They hot! like it
In tomorrow’s episode of Foodshala, the chefs and contestant raise the temperature with these spicy and tangy recipes
Chatkara chicken and fresh summer salad (serves 4)
Prep time: 2 hours
Cooking time: 10 mins
For the chicken 2 boneless chicken breasts 1/4 tsp red chilli powder 1/4 tsp chaat masala 1 tsp rasam powder (available in Indian grocery stores) 1 green chilli, finely chopped 2-3 garlic cloves, minced a few sprigs of coriander leaves pinch sugar 1/2 lemon, juiced 50ml pineapple juice 2 tbsp oil salt For the orange dressing 1 tsp rice vinegar 200ml fresh orange juice 1 tsp finely chopped ginger 2 cloves 2.5cm cinnamon stick 2 tsp honey a few mint leaves, finely chopped 1 green chilli, finely chopped
salt For the salad, mix together 1 cup julienned red, yellow and green bell peppers 1/2 red apple, cut into strips 1/2 green apple, cut into strips 1/2 nectarine, cut into strips 1 kiwi (firm), cut into strips 1 small raw mango, grated 1/2 firm ripe mango, finely cubed 1/2 cup beansprouts (optional) Method:
1. Mix together all ingredients for chicken except oil.
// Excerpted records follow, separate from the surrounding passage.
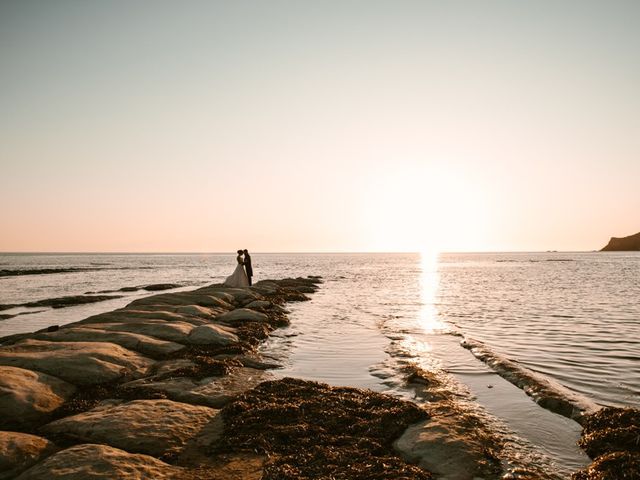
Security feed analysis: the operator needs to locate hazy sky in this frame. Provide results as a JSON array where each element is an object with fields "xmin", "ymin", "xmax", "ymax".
[{"xmin": 1, "ymin": 1, "xmax": 639, "ymax": 252}]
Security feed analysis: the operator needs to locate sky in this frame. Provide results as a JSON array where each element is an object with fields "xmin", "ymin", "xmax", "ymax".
[{"xmin": 1, "ymin": 0, "xmax": 639, "ymax": 253}]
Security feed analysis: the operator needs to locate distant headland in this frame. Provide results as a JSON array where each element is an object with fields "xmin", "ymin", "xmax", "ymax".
[{"xmin": 600, "ymin": 231, "xmax": 640, "ymax": 251}]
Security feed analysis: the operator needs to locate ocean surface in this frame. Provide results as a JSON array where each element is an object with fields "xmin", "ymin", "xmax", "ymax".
[{"xmin": 1, "ymin": 252, "xmax": 638, "ymax": 477}]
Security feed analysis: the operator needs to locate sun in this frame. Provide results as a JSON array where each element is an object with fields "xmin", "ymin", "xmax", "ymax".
[{"xmin": 360, "ymin": 163, "xmax": 488, "ymax": 252}]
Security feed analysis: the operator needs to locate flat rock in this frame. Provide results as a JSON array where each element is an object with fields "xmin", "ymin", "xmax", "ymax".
[
  {"xmin": 0, "ymin": 366, "xmax": 76, "ymax": 429},
  {"xmin": 243, "ymin": 300, "xmax": 272, "ymax": 310},
  {"xmin": 121, "ymin": 367, "xmax": 273, "ymax": 408},
  {"xmin": 147, "ymin": 359, "xmax": 198, "ymax": 377},
  {"xmin": 42, "ymin": 399, "xmax": 221, "ymax": 457},
  {"xmin": 191, "ymin": 288, "xmax": 237, "ymax": 304},
  {"xmin": 14, "ymin": 443, "xmax": 182, "ymax": 480},
  {"xmin": 81, "ymin": 320, "xmax": 194, "ymax": 344},
  {"xmin": 128, "ymin": 292, "xmax": 230, "ymax": 309},
  {"xmin": 78, "ymin": 309, "xmax": 199, "ymax": 326},
  {"xmin": 0, "ymin": 340, "xmax": 153, "ymax": 386},
  {"xmin": 215, "ymin": 308, "xmax": 268, "ymax": 324},
  {"xmin": 174, "ymin": 304, "xmax": 221, "ymax": 318},
  {"xmin": 0, "ymin": 431, "xmax": 58, "ymax": 480},
  {"xmin": 142, "ymin": 283, "xmax": 182, "ymax": 291},
  {"xmin": 33, "ymin": 327, "xmax": 184, "ymax": 357},
  {"xmin": 222, "ymin": 288, "xmax": 264, "ymax": 304},
  {"xmin": 187, "ymin": 324, "xmax": 238, "ymax": 345},
  {"xmin": 250, "ymin": 283, "xmax": 279, "ymax": 295},
  {"xmin": 123, "ymin": 377, "xmax": 213, "ymax": 406},
  {"xmin": 190, "ymin": 367, "xmax": 273, "ymax": 403},
  {"xmin": 394, "ymin": 416, "xmax": 496, "ymax": 480}
]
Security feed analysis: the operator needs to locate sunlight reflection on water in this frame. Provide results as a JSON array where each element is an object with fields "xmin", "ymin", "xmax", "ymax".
[{"xmin": 419, "ymin": 250, "xmax": 447, "ymax": 333}]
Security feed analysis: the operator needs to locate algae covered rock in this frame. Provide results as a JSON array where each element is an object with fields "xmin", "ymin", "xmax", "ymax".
[
  {"xmin": 0, "ymin": 366, "xmax": 76, "ymax": 429},
  {"xmin": 0, "ymin": 431, "xmax": 58, "ymax": 480},
  {"xmin": 14, "ymin": 443, "xmax": 182, "ymax": 479},
  {"xmin": 0, "ymin": 340, "xmax": 153, "ymax": 386},
  {"xmin": 42, "ymin": 399, "xmax": 220, "ymax": 457}
]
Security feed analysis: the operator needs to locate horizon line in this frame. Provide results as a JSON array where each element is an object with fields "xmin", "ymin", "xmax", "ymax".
[{"xmin": 0, "ymin": 250, "xmax": 604, "ymax": 255}]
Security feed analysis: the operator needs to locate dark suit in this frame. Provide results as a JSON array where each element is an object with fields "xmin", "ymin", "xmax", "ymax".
[{"xmin": 243, "ymin": 253, "xmax": 253, "ymax": 286}]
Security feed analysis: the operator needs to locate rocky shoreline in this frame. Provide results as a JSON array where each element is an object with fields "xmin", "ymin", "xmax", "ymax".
[{"xmin": 1, "ymin": 277, "xmax": 638, "ymax": 479}]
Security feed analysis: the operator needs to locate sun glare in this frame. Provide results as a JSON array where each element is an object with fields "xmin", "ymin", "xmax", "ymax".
[{"xmin": 361, "ymin": 163, "xmax": 488, "ymax": 252}]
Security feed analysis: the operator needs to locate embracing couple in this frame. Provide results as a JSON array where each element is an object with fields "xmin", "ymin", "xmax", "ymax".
[{"xmin": 223, "ymin": 249, "xmax": 253, "ymax": 288}]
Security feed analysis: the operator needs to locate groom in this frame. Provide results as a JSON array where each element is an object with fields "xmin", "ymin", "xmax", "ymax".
[{"xmin": 243, "ymin": 249, "xmax": 253, "ymax": 286}]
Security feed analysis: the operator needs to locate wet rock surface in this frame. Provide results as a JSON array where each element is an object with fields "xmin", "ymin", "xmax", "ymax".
[
  {"xmin": 0, "ymin": 294, "xmax": 124, "ymax": 312},
  {"xmin": 573, "ymin": 406, "xmax": 640, "ymax": 479},
  {"xmin": 395, "ymin": 402, "xmax": 502, "ymax": 480},
  {"xmin": 0, "ymin": 268, "xmax": 94, "ymax": 277},
  {"xmin": 85, "ymin": 283, "xmax": 183, "ymax": 294}
]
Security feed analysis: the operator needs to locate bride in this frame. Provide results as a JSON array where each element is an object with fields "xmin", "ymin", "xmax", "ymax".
[{"xmin": 223, "ymin": 250, "xmax": 249, "ymax": 287}]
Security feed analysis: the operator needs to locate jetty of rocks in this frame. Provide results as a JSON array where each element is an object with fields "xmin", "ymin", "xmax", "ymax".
[
  {"xmin": 0, "ymin": 277, "xmax": 322, "ymax": 479},
  {"xmin": 2, "ymin": 275, "xmax": 634, "ymax": 479},
  {"xmin": 2, "ymin": 276, "xmax": 457, "ymax": 480}
]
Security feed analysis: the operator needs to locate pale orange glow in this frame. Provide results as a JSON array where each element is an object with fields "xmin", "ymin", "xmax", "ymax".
[{"xmin": 1, "ymin": 2, "xmax": 639, "ymax": 253}]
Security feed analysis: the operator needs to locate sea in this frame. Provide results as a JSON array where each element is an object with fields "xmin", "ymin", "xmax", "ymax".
[{"xmin": 1, "ymin": 252, "xmax": 638, "ymax": 478}]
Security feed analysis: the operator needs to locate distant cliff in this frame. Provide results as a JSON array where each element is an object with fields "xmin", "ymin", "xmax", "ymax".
[{"xmin": 601, "ymin": 231, "xmax": 640, "ymax": 251}]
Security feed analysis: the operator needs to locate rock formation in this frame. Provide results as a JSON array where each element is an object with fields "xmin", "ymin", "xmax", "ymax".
[
  {"xmin": 0, "ymin": 277, "xmax": 340, "ymax": 479},
  {"xmin": 1, "ymin": 274, "xmax": 592, "ymax": 478},
  {"xmin": 600, "ymin": 231, "xmax": 640, "ymax": 251}
]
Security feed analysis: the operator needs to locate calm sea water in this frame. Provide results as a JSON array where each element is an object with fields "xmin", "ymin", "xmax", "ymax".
[{"xmin": 1, "ymin": 252, "xmax": 638, "ymax": 476}]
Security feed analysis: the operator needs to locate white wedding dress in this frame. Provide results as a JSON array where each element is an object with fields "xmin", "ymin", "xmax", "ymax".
[{"xmin": 223, "ymin": 255, "xmax": 249, "ymax": 287}]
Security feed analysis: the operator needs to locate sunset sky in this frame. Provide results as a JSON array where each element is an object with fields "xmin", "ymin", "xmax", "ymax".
[{"xmin": 1, "ymin": 1, "xmax": 639, "ymax": 253}]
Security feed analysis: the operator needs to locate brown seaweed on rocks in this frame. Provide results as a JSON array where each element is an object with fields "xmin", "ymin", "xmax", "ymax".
[
  {"xmin": 572, "ymin": 452, "xmax": 640, "ymax": 480},
  {"xmin": 211, "ymin": 377, "xmax": 432, "ymax": 480},
  {"xmin": 573, "ymin": 407, "xmax": 640, "ymax": 480},
  {"xmin": 51, "ymin": 381, "xmax": 169, "ymax": 421}
]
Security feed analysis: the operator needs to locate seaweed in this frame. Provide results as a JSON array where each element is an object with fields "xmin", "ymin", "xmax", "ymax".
[
  {"xmin": 572, "ymin": 451, "xmax": 640, "ymax": 480},
  {"xmin": 573, "ymin": 407, "xmax": 640, "ymax": 479},
  {"xmin": 579, "ymin": 407, "xmax": 640, "ymax": 458},
  {"xmin": 211, "ymin": 377, "xmax": 432, "ymax": 480},
  {"xmin": 155, "ymin": 356, "xmax": 243, "ymax": 381}
]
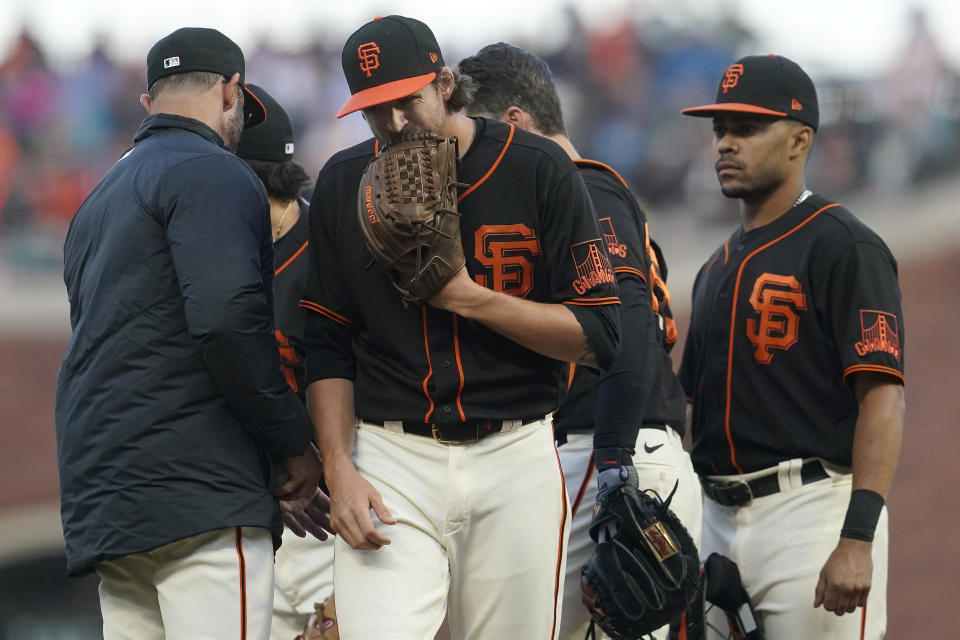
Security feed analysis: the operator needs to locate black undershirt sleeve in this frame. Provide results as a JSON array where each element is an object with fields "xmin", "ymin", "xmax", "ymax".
[{"xmin": 592, "ymin": 276, "xmax": 655, "ymax": 451}]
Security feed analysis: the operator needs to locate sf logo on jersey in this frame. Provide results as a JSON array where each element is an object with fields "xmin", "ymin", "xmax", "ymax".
[
  {"xmin": 745, "ymin": 273, "xmax": 807, "ymax": 364},
  {"xmin": 473, "ymin": 224, "xmax": 542, "ymax": 297}
]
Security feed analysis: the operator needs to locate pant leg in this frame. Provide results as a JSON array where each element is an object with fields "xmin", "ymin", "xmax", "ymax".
[
  {"xmin": 555, "ymin": 433, "xmax": 597, "ymax": 640},
  {"xmin": 155, "ymin": 527, "xmax": 275, "ymax": 640},
  {"xmin": 632, "ymin": 426, "xmax": 704, "ymax": 640},
  {"xmin": 97, "ymin": 552, "xmax": 165, "ymax": 640},
  {"xmin": 271, "ymin": 529, "xmax": 335, "ymax": 640},
  {"xmin": 333, "ymin": 424, "xmax": 450, "ymax": 640},
  {"xmin": 447, "ymin": 419, "xmax": 570, "ymax": 640}
]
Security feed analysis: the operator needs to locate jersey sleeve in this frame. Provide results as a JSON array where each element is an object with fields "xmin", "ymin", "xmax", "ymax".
[
  {"xmin": 825, "ymin": 240, "xmax": 905, "ymax": 385},
  {"xmin": 163, "ymin": 156, "xmax": 312, "ymax": 459},
  {"xmin": 540, "ymin": 166, "xmax": 621, "ymax": 369},
  {"xmin": 301, "ymin": 177, "xmax": 360, "ymax": 385}
]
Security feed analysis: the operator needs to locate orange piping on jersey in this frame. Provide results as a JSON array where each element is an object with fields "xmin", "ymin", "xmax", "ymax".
[
  {"xmin": 709, "ymin": 460, "xmax": 720, "ymax": 474},
  {"xmin": 563, "ymin": 297, "xmax": 621, "ymax": 306},
  {"xmin": 234, "ymin": 527, "xmax": 247, "ymax": 640},
  {"xmin": 275, "ymin": 240, "xmax": 309, "ymax": 276},
  {"xmin": 705, "ymin": 256, "xmax": 721, "ymax": 275},
  {"xmin": 614, "ymin": 265, "xmax": 648, "ymax": 284},
  {"xmin": 452, "ymin": 314, "xmax": 467, "ymax": 421},
  {"xmin": 725, "ymin": 203, "xmax": 841, "ymax": 474},
  {"xmin": 570, "ymin": 451, "xmax": 594, "ymax": 517},
  {"xmin": 374, "ymin": 139, "xmax": 380, "ymax": 155},
  {"xmin": 550, "ymin": 438, "xmax": 569, "ymax": 640},
  {"xmin": 723, "ymin": 241, "xmax": 730, "ymax": 264},
  {"xmin": 843, "ymin": 364, "xmax": 905, "ymax": 385},
  {"xmin": 685, "ymin": 395, "xmax": 693, "ymax": 404},
  {"xmin": 458, "ymin": 124, "xmax": 514, "ymax": 203},
  {"xmin": 567, "ymin": 363, "xmax": 577, "ymax": 391},
  {"xmin": 300, "ymin": 300, "xmax": 355, "ymax": 327},
  {"xmin": 421, "ymin": 308, "xmax": 436, "ymax": 423},
  {"xmin": 573, "ymin": 158, "xmax": 629, "ymax": 189},
  {"xmin": 677, "ymin": 612, "xmax": 688, "ymax": 640}
]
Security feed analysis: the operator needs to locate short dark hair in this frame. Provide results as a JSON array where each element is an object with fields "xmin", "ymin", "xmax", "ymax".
[
  {"xmin": 148, "ymin": 71, "xmax": 224, "ymax": 100},
  {"xmin": 241, "ymin": 158, "xmax": 312, "ymax": 201},
  {"xmin": 436, "ymin": 67, "xmax": 477, "ymax": 114},
  {"xmin": 457, "ymin": 43, "xmax": 566, "ymax": 136}
]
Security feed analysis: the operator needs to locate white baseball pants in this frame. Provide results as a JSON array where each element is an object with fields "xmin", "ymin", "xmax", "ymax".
[
  {"xmin": 97, "ymin": 526, "xmax": 275, "ymax": 640},
  {"xmin": 556, "ymin": 427, "xmax": 703, "ymax": 640},
  {"xmin": 702, "ymin": 458, "xmax": 888, "ymax": 640},
  {"xmin": 334, "ymin": 417, "xmax": 569, "ymax": 640}
]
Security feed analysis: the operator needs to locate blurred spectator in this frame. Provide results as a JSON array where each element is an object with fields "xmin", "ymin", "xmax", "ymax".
[{"xmin": 0, "ymin": 10, "xmax": 958, "ymax": 273}]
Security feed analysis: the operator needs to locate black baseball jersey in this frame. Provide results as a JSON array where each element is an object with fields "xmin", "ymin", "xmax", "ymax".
[
  {"xmin": 679, "ymin": 194, "xmax": 905, "ymax": 475},
  {"xmin": 301, "ymin": 118, "xmax": 620, "ymax": 422},
  {"xmin": 556, "ymin": 159, "xmax": 686, "ymax": 450},
  {"xmin": 274, "ymin": 198, "xmax": 311, "ymax": 400}
]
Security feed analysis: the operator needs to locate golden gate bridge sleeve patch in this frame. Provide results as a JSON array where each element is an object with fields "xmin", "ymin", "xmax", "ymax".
[
  {"xmin": 569, "ymin": 239, "xmax": 616, "ymax": 296},
  {"xmin": 854, "ymin": 309, "xmax": 901, "ymax": 361}
]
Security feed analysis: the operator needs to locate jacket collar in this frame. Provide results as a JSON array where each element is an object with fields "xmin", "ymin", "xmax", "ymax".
[{"xmin": 134, "ymin": 113, "xmax": 225, "ymax": 147}]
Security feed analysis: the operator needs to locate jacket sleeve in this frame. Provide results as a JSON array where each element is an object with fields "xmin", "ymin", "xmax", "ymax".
[{"xmin": 162, "ymin": 155, "xmax": 312, "ymax": 459}]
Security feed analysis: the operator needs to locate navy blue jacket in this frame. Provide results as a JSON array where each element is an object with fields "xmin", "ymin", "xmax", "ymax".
[{"xmin": 55, "ymin": 114, "xmax": 313, "ymax": 576}]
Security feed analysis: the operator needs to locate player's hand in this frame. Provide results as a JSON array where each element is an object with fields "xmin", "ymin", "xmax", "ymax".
[
  {"xmin": 814, "ymin": 537, "xmax": 873, "ymax": 615},
  {"xmin": 275, "ymin": 442, "xmax": 325, "ymax": 502},
  {"xmin": 279, "ymin": 487, "xmax": 333, "ymax": 541},
  {"xmin": 325, "ymin": 456, "xmax": 396, "ymax": 550}
]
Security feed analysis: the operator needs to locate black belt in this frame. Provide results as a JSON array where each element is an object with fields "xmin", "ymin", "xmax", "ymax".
[
  {"xmin": 362, "ymin": 416, "xmax": 544, "ymax": 444},
  {"xmin": 701, "ymin": 459, "xmax": 829, "ymax": 507}
]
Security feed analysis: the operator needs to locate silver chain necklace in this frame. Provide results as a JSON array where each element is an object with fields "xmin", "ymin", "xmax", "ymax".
[{"xmin": 794, "ymin": 189, "xmax": 812, "ymax": 208}]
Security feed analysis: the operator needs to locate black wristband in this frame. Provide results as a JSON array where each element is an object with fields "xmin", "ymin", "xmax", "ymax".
[
  {"xmin": 594, "ymin": 447, "xmax": 634, "ymax": 471},
  {"xmin": 840, "ymin": 489, "xmax": 885, "ymax": 542}
]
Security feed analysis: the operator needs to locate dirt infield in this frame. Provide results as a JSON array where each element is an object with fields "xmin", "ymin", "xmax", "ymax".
[{"xmin": 1, "ymin": 246, "xmax": 957, "ymax": 635}]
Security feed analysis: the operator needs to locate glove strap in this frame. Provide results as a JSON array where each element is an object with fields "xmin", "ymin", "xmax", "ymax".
[{"xmin": 594, "ymin": 447, "xmax": 633, "ymax": 471}]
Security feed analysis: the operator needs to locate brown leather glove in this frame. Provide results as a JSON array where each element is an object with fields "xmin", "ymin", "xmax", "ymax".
[{"xmin": 357, "ymin": 132, "xmax": 465, "ymax": 303}]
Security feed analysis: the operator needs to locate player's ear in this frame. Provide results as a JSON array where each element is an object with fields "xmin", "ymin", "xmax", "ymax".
[
  {"xmin": 139, "ymin": 93, "xmax": 152, "ymax": 114},
  {"xmin": 436, "ymin": 67, "xmax": 455, "ymax": 101},
  {"xmin": 503, "ymin": 105, "xmax": 533, "ymax": 131},
  {"xmin": 223, "ymin": 72, "xmax": 241, "ymax": 114},
  {"xmin": 789, "ymin": 123, "xmax": 814, "ymax": 160}
]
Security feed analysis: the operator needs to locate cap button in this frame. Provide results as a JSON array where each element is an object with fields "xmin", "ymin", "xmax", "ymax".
[{"xmin": 374, "ymin": 16, "xmax": 382, "ymax": 20}]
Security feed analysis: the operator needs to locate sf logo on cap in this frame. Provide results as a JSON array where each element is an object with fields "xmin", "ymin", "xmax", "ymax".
[
  {"xmin": 358, "ymin": 42, "xmax": 381, "ymax": 78},
  {"xmin": 722, "ymin": 63, "xmax": 744, "ymax": 93}
]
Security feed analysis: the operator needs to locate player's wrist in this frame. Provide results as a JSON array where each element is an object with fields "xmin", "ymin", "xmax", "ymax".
[{"xmin": 840, "ymin": 489, "xmax": 884, "ymax": 542}]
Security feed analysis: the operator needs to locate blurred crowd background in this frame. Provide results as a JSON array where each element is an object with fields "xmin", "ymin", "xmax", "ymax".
[
  {"xmin": 1, "ymin": 6, "xmax": 958, "ymax": 274},
  {"xmin": 2, "ymin": 3, "xmax": 960, "ymax": 639}
]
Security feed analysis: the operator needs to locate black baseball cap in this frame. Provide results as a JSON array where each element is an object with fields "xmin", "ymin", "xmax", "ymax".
[
  {"xmin": 682, "ymin": 54, "xmax": 819, "ymax": 131},
  {"xmin": 147, "ymin": 27, "xmax": 266, "ymax": 128},
  {"xmin": 336, "ymin": 15, "xmax": 445, "ymax": 118},
  {"xmin": 236, "ymin": 84, "xmax": 295, "ymax": 162}
]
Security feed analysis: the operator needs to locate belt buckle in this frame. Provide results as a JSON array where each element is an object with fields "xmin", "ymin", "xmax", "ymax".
[
  {"xmin": 431, "ymin": 423, "xmax": 469, "ymax": 445},
  {"xmin": 715, "ymin": 479, "xmax": 753, "ymax": 507}
]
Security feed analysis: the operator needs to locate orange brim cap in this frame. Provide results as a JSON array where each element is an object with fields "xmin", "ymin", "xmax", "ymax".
[
  {"xmin": 336, "ymin": 72, "xmax": 436, "ymax": 118},
  {"xmin": 681, "ymin": 102, "xmax": 787, "ymax": 118}
]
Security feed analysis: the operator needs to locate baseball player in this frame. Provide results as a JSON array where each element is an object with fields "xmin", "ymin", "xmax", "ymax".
[
  {"xmin": 458, "ymin": 42, "xmax": 702, "ymax": 640},
  {"xmin": 679, "ymin": 55, "xmax": 905, "ymax": 639},
  {"xmin": 236, "ymin": 84, "xmax": 336, "ymax": 640},
  {"xmin": 301, "ymin": 15, "xmax": 621, "ymax": 640},
  {"xmin": 55, "ymin": 28, "xmax": 327, "ymax": 640}
]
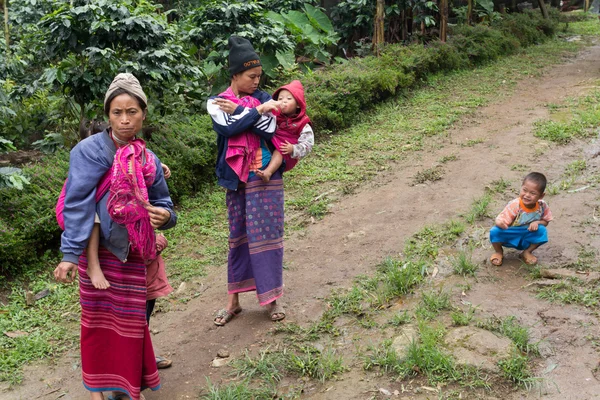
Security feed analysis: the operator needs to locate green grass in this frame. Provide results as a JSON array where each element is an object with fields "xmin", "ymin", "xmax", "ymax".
[
  {"xmin": 497, "ymin": 349, "xmax": 540, "ymax": 390},
  {"xmin": 547, "ymin": 158, "xmax": 588, "ymax": 194},
  {"xmin": 486, "ymin": 178, "xmax": 512, "ymax": 194},
  {"xmin": 535, "ymin": 90, "xmax": 600, "ymax": 144},
  {"xmin": 201, "ymin": 378, "xmax": 275, "ymax": 400},
  {"xmin": 413, "ymin": 166, "xmax": 444, "ymax": 184},
  {"xmin": 284, "ymin": 346, "xmax": 347, "ymax": 382},
  {"xmin": 451, "ymin": 306, "xmax": 475, "ymax": 326},
  {"xmin": 438, "ymin": 154, "xmax": 458, "ymax": 163},
  {"xmin": 0, "ymin": 278, "xmax": 79, "ymax": 384},
  {"xmin": 451, "ymin": 250, "xmax": 479, "ymax": 277},
  {"xmin": 537, "ymin": 280, "xmax": 600, "ymax": 308},
  {"xmin": 464, "ymin": 193, "xmax": 492, "ymax": 224},
  {"xmin": 476, "ymin": 316, "xmax": 538, "ymax": 355},
  {"xmin": 231, "ymin": 349, "xmax": 283, "ymax": 384},
  {"xmin": 388, "ymin": 310, "xmax": 412, "ymax": 327},
  {"xmin": 415, "ymin": 290, "xmax": 453, "ymax": 320},
  {"xmin": 404, "ymin": 220, "xmax": 465, "ymax": 260}
]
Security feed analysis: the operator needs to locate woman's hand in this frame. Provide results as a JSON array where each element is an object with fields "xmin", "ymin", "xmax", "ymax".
[
  {"xmin": 146, "ymin": 205, "xmax": 171, "ymax": 228},
  {"xmin": 54, "ymin": 262, "xmax": 78, "ymax": 283},
  {"xmin": 213, "ymin": 98, "xmax": 238, "ymax": 114},
  {"xmin": 257, "ymin": 100, "xmax": 282, "ymax": 115}
]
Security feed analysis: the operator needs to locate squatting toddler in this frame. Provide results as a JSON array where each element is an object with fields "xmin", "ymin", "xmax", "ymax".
[{"xmin": 489, "ymin": 172, "xmax": 553, "ymax": 266}]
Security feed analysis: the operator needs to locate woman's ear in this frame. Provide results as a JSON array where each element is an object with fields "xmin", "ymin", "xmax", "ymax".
[{"xmin": 143, "ymin": 109, "xmax": 148, "ymax": 120}]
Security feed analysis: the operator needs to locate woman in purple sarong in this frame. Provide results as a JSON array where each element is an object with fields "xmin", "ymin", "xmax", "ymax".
[{"xmin": 207, "ymin": 36, "xmax": 287, "ymax": 325}]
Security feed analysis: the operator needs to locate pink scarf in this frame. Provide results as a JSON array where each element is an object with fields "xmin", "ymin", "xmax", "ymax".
[
  {"xmin": 106, "ymin": 136, "xmax": 157, "ymax": 261},
  {"xmin": 219, "ymin": 87, "xmax": 261, "ymax": 182}
]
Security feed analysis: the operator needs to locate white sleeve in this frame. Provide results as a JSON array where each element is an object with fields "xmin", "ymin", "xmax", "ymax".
[{"xmin": 292, "ymin": 125, "xmax": 314, "ymax": 159}]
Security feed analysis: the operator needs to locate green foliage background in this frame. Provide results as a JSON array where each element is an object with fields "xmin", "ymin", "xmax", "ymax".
[{"xmin": 0, "ymin": 0, "xmax": 561, "ymax": 277}]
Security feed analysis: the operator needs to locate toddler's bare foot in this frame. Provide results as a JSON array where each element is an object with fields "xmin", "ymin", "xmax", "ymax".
[
  {"xmin": 256, "ymin": 169, "xmax": 272, "ymax": 183},
  {"xmin": 87, "ymin": 266, "xmax": 110, "ymax": 289}
]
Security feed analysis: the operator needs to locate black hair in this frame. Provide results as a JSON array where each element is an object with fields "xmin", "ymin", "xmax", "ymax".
[
  {"xmin": 104, "ymin": 88, "xmax": 147, "ymax": 116},
  {"xmin": 523, "ymin": 172, "xmax": 547, "ymax": 193}
]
Refrigerate for at least 2 hours. 2. Cut chicken into long thin strips. Heat oil in a frying pan and sauté chicken over medium heat until tender. Set aside to cool. 3. To make dressing, heat 1/2 tsp rice vinegar in small pan. The moment it begins to bubble, remove from heat and allow to cool. Pour into a jar, add remaining ingredients, seal and shake well. Pour over salad 15 minutes before serving to ensure flavours are absorbed. 4. Serve chicken on top of salad.